Quel rapport entre les Papous et les Nord-Coréens ? Apparemment aucun... mais les uns et les autres ont été immortalisés par Eric Lafforgue, ancien directeur général adjoint d'une compagnie de téléphonie mobile devenu un photographe reconnu, ayant fait le pari de faire connaître les "terres étrangères" (du point de vue ethnocentriste des Européens !).
Le pari, audacieux, a de quoi séduire : sortir des regards conventionnels sur la République populaire démocratique de Corée (RPDC, Corée du Nord) pour faire connaître un autre peuple, une autre culture... Mais le pari n'est pas nouveau. Car, au fond, ne s'agit-il pas du principe même du journalisme de témoignage ? Il reste à savoir ce que l'auteur choisit de montrer, et quel est son message - pour reprendre les critères d'analyse de Roland Barthes.

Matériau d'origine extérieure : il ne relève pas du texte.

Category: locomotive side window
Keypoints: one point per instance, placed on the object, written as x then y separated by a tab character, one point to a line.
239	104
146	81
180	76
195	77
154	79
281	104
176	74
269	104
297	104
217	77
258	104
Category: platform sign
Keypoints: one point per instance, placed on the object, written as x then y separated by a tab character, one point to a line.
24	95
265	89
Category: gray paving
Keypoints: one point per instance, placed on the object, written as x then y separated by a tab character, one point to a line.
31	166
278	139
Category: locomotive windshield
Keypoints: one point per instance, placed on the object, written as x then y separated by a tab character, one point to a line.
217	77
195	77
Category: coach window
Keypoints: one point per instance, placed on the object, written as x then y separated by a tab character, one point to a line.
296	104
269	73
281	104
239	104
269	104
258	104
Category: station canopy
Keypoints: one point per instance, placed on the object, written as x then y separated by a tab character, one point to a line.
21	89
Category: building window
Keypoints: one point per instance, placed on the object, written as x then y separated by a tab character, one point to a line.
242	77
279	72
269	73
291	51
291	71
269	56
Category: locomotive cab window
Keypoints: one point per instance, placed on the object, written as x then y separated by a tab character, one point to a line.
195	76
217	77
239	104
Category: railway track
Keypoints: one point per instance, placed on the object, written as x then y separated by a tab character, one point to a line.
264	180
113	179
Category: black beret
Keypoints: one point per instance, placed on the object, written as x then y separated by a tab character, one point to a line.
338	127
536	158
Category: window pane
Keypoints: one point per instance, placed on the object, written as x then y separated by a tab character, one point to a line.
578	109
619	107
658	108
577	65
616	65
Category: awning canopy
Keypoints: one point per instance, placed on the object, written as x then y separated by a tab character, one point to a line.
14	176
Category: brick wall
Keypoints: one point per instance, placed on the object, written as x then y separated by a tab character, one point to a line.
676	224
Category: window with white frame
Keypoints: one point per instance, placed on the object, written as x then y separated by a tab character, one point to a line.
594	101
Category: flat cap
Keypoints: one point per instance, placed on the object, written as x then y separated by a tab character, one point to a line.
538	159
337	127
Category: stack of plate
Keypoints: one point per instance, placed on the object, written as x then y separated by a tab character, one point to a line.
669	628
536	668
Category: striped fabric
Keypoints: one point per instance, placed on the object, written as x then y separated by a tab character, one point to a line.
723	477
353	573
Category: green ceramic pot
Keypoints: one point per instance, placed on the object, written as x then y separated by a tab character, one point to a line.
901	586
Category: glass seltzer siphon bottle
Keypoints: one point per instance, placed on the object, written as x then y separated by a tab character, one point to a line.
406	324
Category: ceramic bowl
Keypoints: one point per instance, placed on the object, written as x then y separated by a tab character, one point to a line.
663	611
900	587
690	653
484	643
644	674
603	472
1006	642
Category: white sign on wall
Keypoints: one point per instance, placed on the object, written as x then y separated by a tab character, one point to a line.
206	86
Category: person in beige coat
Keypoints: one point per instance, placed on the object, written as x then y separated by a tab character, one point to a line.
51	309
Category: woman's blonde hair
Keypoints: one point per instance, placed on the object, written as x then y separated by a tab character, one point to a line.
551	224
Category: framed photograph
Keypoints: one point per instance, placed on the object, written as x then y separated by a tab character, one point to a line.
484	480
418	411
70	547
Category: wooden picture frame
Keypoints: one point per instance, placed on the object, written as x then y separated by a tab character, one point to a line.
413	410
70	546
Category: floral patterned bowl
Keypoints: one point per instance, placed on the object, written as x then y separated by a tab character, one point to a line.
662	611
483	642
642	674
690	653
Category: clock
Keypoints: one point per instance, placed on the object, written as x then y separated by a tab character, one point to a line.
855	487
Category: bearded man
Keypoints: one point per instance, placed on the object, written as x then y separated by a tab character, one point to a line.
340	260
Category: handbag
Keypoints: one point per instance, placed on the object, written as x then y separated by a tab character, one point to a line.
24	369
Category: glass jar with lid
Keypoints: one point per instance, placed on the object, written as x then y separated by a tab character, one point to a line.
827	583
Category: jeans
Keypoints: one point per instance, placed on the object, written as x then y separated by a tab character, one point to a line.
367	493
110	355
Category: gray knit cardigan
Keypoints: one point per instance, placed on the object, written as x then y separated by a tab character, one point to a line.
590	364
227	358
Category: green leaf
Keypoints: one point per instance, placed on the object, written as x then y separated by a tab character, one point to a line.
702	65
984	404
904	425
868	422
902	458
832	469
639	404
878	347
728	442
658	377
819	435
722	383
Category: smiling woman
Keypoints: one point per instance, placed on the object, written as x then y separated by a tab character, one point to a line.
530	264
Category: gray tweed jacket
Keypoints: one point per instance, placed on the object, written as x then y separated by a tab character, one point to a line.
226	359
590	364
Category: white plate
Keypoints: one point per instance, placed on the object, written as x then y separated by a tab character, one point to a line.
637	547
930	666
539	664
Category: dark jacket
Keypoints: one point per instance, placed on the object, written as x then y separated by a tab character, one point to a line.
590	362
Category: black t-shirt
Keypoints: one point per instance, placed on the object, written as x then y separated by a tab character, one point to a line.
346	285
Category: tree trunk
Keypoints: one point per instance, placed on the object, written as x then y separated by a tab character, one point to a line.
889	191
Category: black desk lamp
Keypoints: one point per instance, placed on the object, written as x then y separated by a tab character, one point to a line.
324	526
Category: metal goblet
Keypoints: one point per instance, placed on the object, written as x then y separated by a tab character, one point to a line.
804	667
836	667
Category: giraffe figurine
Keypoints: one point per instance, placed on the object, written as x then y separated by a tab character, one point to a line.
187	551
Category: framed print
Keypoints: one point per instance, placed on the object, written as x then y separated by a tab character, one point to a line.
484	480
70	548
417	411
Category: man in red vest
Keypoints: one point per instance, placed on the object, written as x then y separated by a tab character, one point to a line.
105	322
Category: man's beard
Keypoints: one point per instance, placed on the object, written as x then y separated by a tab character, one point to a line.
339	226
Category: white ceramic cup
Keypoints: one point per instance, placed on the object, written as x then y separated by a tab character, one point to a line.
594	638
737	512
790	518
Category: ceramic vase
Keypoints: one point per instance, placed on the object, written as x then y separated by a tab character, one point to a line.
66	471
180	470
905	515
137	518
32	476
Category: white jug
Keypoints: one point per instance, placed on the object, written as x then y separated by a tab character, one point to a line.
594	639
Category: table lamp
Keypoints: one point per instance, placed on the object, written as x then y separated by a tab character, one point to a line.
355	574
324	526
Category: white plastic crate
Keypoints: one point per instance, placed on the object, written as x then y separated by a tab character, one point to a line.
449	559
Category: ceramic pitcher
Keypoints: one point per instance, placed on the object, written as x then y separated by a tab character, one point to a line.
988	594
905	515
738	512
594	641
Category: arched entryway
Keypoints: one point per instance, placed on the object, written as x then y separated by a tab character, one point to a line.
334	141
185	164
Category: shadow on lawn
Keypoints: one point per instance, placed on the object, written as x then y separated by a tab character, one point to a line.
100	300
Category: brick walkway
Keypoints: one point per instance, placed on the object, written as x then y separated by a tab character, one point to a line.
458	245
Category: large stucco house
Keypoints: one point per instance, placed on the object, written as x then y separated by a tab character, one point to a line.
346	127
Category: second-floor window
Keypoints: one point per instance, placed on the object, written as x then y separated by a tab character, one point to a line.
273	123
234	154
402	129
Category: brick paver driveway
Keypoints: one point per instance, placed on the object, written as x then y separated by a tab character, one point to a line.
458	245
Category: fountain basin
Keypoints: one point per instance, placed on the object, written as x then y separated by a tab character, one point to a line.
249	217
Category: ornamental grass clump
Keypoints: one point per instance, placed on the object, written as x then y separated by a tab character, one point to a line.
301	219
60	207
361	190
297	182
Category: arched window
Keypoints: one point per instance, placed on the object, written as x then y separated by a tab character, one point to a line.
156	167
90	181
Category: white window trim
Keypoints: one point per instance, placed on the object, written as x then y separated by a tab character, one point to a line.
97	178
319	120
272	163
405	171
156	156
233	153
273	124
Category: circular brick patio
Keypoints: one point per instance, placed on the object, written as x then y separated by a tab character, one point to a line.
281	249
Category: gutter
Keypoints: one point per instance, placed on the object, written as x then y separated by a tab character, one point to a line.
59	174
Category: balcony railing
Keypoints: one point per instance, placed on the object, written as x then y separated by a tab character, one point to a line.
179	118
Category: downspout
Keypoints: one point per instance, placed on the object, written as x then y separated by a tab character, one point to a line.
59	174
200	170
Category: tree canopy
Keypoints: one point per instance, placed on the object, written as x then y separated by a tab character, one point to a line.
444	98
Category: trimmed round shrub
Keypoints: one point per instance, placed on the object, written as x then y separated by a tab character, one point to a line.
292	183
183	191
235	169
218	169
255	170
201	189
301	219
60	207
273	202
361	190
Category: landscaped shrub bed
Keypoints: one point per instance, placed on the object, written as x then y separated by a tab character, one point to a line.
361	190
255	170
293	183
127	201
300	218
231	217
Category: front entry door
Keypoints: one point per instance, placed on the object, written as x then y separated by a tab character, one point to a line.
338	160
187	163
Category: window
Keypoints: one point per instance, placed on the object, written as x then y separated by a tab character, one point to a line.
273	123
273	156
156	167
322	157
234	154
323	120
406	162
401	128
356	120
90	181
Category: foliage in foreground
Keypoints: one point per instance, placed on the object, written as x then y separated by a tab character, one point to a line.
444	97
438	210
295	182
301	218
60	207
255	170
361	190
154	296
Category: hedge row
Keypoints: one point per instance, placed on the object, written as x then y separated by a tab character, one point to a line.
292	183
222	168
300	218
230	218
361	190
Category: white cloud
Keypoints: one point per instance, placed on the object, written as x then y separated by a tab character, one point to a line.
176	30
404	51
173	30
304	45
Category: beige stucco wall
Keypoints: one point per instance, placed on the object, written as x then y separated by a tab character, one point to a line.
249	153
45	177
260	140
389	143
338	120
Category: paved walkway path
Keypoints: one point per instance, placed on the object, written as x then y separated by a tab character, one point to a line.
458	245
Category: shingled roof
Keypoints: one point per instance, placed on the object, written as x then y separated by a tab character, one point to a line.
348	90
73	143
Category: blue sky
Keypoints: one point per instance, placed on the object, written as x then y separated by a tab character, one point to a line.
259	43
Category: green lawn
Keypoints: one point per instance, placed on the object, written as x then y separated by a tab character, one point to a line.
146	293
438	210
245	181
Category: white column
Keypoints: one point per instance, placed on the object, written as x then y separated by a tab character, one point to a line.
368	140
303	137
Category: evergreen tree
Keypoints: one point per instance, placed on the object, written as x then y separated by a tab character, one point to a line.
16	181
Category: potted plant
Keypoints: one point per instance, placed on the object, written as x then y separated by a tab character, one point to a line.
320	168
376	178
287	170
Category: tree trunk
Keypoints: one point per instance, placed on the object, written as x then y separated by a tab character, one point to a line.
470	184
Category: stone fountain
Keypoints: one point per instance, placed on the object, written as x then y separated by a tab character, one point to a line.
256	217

Ses très belles photos, accessibles sur le site flickr, témoignent d'une plastique réussie, dans la continuité du parti-pris esthétique choisi par d'autres photographes, en particulier Charlie Crane et Philippe Chancel. Il y a un indéniable charme dans ces portraits individuels ou collectifs. Mais dans quelle mesure Eric Lafforgue a-t-il aussi réussi à saisir la vie quotidienne des Coréens ?
Car, dès les premiers clichés, ceux qui connaissent aussi la Corée du Nord ressentent un certain malaise. Peut-être est-ce dû à la confrontation entre ses photographies et des commentaires qui montrent la pesanteur des préjugés sur la Corée du Nord : un intérêt appuyé pour la "propagande", un goût continu pour les photos de groupe où l'individu cède le pas sur la collectif. S'agissant d'un portait de jeune fille, il nous est ainsi expliqué qu'elle aurait accepté de poser car il s'agirait d'une ferme modèle visitée par les touristes... mais alors, pourquoi avoir montré ce groupe de deux enfants devant une maison rurale dont l'auteur souligne le dénuement ? S'il est évident que les Coréens montrent ce qu'ils ont envie de faire connaître au reste du monde, il faut aussi leur reconnaître une certaine transparence - comme dans le cas de la photographie de ces deux enfants.
On peut aussi regretter des lacunes dans la documentation. Abordant par exemple la question du cinéma, Eric Lafforgue affirme que de nombreux films sont produits en RPDC et qu'il y aurait selon une "sorte du festival de Cannes" nord-coréen où seraient également montrés des films étrangers (sans que ce point ne soit tranché). Mais la consultation du blog de l'AAFC aurait apporté des corrections utiles : la production cinématographique nord-coréenne tourne au ralenti depuis quinze ans, en raison des difficultés économiques, et les sélections du festival international du film de Pyongyang comprennent bien des films étrangers.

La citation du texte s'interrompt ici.